During a tour of the facility with the Lead Engineer, the Senior Facilities Manager, and the Operations Manager, on 4/21/14 through 4/22/14, the facility's electrical equipment and wiring were observed.

4/21/14
1. At 10:18 a.m., there was a microwave oven plugged into a multi-plug power strip and not directly into an electrical outlet in the ICU Nursing Lounge near Room 10 on the 3rd floor.

2. At 10:29 a.m., there was a multi-outlet power strip plugged into another multi-outlet power strip in the ICU Nursing Supervisor Office on the 3rd floor.

3. At 10:36 a.m., there was a refrigerator plugged into a multi-plug power strip in the Respiratory Managers Office on the 3rd floor.

4. At 10:44 a.m., there was a white extension cord in use near Bed B in Room 220.
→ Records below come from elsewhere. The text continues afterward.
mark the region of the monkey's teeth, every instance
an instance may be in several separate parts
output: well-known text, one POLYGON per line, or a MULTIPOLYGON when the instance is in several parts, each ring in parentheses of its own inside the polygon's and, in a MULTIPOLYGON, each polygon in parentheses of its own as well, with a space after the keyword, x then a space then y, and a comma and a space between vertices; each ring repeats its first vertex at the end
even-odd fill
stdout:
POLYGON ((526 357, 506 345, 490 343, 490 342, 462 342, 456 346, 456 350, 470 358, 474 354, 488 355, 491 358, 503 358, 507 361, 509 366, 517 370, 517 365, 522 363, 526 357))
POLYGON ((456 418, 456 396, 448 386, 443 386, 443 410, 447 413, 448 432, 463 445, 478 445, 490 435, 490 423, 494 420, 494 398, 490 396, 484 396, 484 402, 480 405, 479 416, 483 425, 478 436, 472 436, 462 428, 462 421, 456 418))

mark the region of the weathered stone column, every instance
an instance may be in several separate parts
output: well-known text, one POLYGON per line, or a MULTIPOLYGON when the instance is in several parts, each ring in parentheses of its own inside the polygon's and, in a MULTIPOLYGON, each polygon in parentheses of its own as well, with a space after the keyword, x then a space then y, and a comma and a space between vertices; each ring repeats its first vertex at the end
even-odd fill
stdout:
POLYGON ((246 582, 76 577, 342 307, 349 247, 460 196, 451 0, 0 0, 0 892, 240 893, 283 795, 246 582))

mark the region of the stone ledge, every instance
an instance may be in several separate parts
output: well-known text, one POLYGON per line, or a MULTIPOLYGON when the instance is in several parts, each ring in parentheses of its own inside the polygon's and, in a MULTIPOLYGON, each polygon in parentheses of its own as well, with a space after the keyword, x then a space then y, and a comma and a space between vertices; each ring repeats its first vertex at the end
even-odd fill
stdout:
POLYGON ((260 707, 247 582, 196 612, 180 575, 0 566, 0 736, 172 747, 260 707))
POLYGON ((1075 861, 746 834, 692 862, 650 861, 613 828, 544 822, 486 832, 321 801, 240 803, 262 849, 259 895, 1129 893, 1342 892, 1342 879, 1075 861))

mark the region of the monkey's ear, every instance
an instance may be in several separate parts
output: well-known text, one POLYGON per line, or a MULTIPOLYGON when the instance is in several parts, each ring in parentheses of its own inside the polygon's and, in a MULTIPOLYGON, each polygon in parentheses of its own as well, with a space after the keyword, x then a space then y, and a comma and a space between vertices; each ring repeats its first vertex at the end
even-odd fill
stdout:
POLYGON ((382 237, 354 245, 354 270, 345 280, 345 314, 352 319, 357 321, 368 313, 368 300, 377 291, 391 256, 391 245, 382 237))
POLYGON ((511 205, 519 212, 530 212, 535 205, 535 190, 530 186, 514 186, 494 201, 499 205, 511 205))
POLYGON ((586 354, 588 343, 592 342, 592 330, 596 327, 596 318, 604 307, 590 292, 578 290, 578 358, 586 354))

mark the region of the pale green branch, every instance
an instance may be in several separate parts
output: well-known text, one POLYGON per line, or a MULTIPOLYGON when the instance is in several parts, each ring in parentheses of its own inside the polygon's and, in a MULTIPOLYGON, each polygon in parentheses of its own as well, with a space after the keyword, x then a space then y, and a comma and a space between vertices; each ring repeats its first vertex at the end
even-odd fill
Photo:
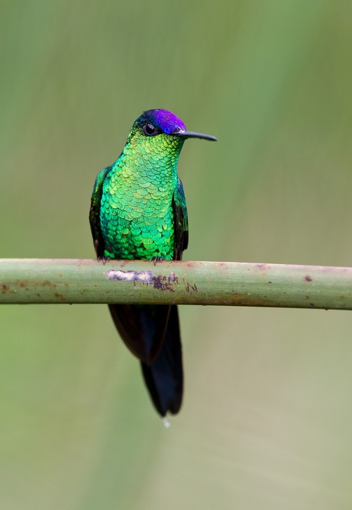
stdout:
POLYGON ((352 268, 0 259, 0 303, 118 303, 352 309, 352 268))

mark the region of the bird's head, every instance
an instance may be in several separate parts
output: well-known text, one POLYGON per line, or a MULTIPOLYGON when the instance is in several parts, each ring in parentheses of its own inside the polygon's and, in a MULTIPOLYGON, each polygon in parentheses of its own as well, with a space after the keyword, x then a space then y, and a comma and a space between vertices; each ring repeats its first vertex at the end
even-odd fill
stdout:
POLYGON ((181 119, 167 110, 148 110, 135 122, 127 143, 180 152, 186 138, 216 140, 215 136, 187 131, 181 119))

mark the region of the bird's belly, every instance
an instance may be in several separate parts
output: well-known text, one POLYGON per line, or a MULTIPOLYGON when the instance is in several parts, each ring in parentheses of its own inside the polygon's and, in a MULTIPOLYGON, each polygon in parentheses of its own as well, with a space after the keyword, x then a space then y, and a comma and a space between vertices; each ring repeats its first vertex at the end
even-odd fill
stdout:
POLYGON ((126 214, 125 210, 110 211, 110 214, 100 218, 105 256, 172 260, 175 240, 171 207, 162 215, 137 215, 135 210, 132 210, 132 214, 126 214))

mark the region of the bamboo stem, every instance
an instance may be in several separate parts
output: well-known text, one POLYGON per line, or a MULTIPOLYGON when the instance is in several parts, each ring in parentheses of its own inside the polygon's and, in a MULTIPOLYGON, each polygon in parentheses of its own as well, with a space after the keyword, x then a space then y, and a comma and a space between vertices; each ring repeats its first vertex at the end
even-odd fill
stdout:
POLYGON ((352 309, 352 268, 0 259, 0 303, 121 303, 352 309))

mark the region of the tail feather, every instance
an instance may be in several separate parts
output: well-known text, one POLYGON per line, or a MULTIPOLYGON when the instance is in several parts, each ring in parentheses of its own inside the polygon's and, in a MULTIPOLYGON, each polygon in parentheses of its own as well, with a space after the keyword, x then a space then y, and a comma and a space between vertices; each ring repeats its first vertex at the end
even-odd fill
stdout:
POLYGON ((157 411, 164 416, 169 411, 180 410, 183 392, 182 347, 177 307, 171 307, 164 342, 155 360, 150 365, 141 363, 144 381, 157 411))
POLYGON ((110 305, 123 340, 141 360, 144 381, 162 416, 177 413, 183 390, 183 372, 177 306, 110 305))

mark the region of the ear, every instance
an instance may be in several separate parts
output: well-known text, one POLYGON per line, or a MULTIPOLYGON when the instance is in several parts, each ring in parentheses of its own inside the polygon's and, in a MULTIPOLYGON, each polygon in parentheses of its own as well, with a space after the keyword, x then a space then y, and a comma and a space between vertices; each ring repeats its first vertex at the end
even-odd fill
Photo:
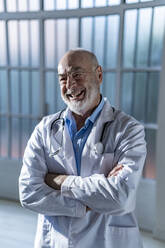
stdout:
POLYGON ((103 80, 103 70, 102 70, 102 67, 100 65, 96 68, 96 72, 97 72, 97 77, 98 77, 99 83, 101 84, 102 80, 103 80))

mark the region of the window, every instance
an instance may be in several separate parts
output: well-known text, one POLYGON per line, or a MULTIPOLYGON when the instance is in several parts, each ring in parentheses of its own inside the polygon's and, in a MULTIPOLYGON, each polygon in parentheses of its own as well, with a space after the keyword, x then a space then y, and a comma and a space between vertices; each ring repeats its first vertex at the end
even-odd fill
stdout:
POLYGON ((64 107, 57 64, 84 47, 103 66, 103 95, 144 124, 154 178, 165 1, 0 0, 0 17, 0 157, 22 158, 42 116, 64 107))

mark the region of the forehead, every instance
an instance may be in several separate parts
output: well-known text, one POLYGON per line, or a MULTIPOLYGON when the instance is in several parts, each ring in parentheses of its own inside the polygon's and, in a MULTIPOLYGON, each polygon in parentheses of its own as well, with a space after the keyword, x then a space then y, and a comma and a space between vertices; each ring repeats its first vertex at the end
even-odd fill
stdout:
POLYGON ((89 57, 83 54, 67 54, 58 65, 58 73, 62 74, 69 71, 89 70, 92 67, 89 57))

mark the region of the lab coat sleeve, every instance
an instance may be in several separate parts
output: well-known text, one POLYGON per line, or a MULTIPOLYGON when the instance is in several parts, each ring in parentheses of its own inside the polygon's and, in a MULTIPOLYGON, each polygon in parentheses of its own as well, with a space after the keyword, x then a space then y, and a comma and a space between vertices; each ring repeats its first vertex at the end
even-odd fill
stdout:
POLYGON ((47 172, 41 132, 36 127, 25 149, 19 177, 22 206, 44 215, 84 216, 86 207, 79 200, 66 198, 59 190, 45 184, 47 172))
POLYGON ((62 184, 63 196, 79 200, 99 213, 123 215, 135 209, 136 190, 146 156, 144 129, 138 122, 131 122, 119 131, 115 163, 124 167, 118 175, 69 176, 62 184))

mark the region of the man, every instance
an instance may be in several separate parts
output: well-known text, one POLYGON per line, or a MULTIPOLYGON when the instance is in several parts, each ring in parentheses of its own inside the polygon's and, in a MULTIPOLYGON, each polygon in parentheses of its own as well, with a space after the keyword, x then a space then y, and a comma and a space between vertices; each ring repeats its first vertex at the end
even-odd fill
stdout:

5. At 10:53 a.m., there was a multi-outlet power strip plugged into another multi-outlet power strip in the IT closet near Room 204.

6. At 1:05 p.m., there was a yellow extension cord plugged into a multi-outlet power strip near the southeast desk in the Pharmacy.
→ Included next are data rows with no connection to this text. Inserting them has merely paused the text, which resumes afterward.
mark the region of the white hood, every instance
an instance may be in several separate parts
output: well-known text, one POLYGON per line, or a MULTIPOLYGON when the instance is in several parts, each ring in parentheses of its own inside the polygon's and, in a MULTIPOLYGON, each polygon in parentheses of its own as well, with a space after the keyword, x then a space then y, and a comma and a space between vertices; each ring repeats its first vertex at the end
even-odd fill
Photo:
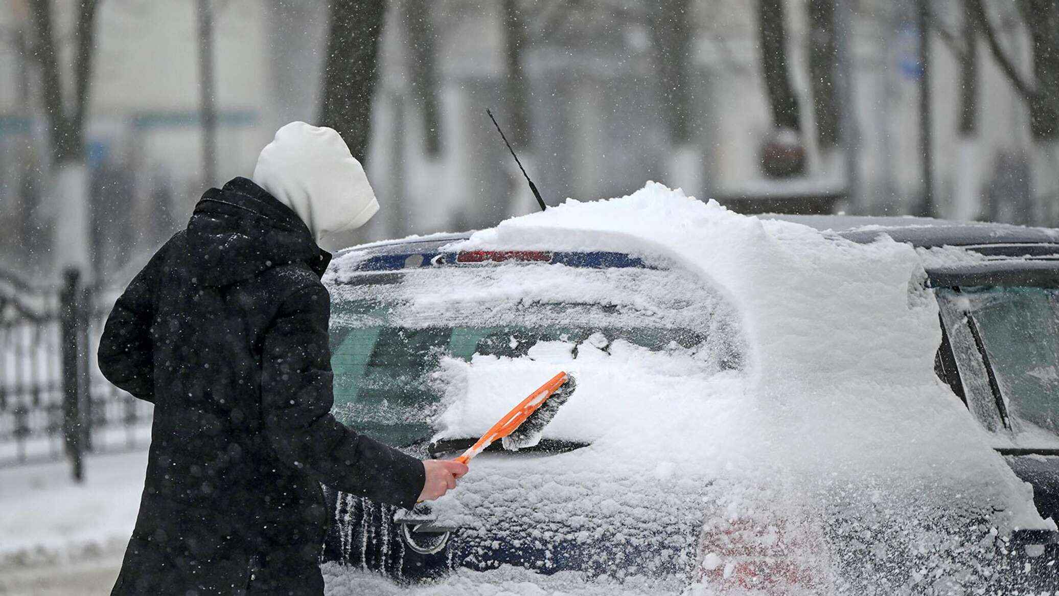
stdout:
POLYGON ((379 211, 372 185, 331 128, 292 122, 262 149, 253 181, 308 225, 319 242, 360 228, 379 211))

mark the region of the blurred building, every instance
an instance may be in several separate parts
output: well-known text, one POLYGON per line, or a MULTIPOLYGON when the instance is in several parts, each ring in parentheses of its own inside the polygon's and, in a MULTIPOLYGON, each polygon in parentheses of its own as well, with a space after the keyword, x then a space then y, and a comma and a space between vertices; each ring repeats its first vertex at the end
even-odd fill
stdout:
MULTIPOLYGON (((786 21, 802 129, 810 131, 807 1, 787 0, 786 21)), ((660 25, 654 3, 517 2, 521 108, 508 77, 511 3, 390 2, 366 164, 383 210, 365 231, 333 247, 482 228, 536 209, 486 108, 509 134, 523 114, 528 134, 520 157, 552 203, 620 196, 648 179, 700 198, 845 191, 843 151, 819 148, 811 133, 803 136, 804 176, 776 181, 762 174, 761 145, 772 125, 754 2, 689 2, 681 13, 689 35, 688 50, 678 54, 687 60, 679 90, 687 105, 684 139, 667 126, 671 94, 662 88, 666 65, 657 52, 677 34, 677 21, 660 25)), ((64 8, 59 32, 69 29, 73 4, 56 1, 64 8)), ((934 5, 938 22, 958 34, 962 2, 934 5)), ((217 184, 249 175, 280 125, 316 120, 328 8, 325 0, 213 0, 213 7, 218 180, 209 182, 217 184)), ((908 213, 921 187, 913 14, 909 0, 855 2, 845 47, 856 187, 840 205, 848 212, 908 213)), ((185 221, 203 188, 196 3, 106 0, 97 19, 90 224, 97 273, 124 281, 185 221)), ((0 267, 44 274, 50 221, 61 214, 50 207, 29 26, 28 0, 0 4, 0 267)), ((961 64, 943 36, 933 37, 933 49, 938 212, 1019 220, 1019 197, 1028 197, 1026 108, 980 43, 983 115, 972 139, 961 136, 961 64)), ((62 52, 68 59, 70 49, 62 52)))

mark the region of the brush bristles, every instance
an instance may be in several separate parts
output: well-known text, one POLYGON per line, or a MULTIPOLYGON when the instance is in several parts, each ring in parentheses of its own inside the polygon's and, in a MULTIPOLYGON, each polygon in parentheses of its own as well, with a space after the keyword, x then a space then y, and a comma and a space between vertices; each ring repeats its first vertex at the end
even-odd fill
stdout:
POLYGON ((572 375, 567 376, 567 382, 555 390, 552 397, 544 400, 533 414, 531 414, 519 428, 511 434, 501 439, 501 445, 508 451, 518 451, 527 447, 535 447, 540 443, 540 437, 544 433, 544 427, 555 418, 555 414, 562 408, 562 404, 570 399, 570 395, 577 389, 577 383, 572 375))

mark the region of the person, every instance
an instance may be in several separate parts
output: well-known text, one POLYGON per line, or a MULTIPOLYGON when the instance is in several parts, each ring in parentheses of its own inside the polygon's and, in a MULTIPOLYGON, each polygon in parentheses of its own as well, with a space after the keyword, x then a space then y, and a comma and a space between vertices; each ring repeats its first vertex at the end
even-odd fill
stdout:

7. At 1:43 p.m., there was a four plex outlet box that was uncovered in the southwest wall of the elevator room.

4/22/14
8. At 9:34 a.m., there were two electrical panels in the storage Room near the Procedure Room in the Operating Room area, that was impeded with two carts in front of the them.

Means of Egress - General

Tag No.: K0211

Based on observation, the facility failed to maintain their installation of alcohol based hand rub dispensers. This was evidenced by an alcohol based hand rub dispenser mounted over an ignition source. This affected 1 of 7 smoke compartments, and could result in an alcohol based hand rub ignited fire.

Findings:

During a tour of the facility with the Lead Engineer, the Senior Facilities Manager, and the Operations Manager, on 4/21/14, the alcohol based hand rub dispensers in the facility were observed.

At 10:20 a.m., there was an alcohol based hand rub dispenser mounted above a four plug electrical outlet box in Room 10.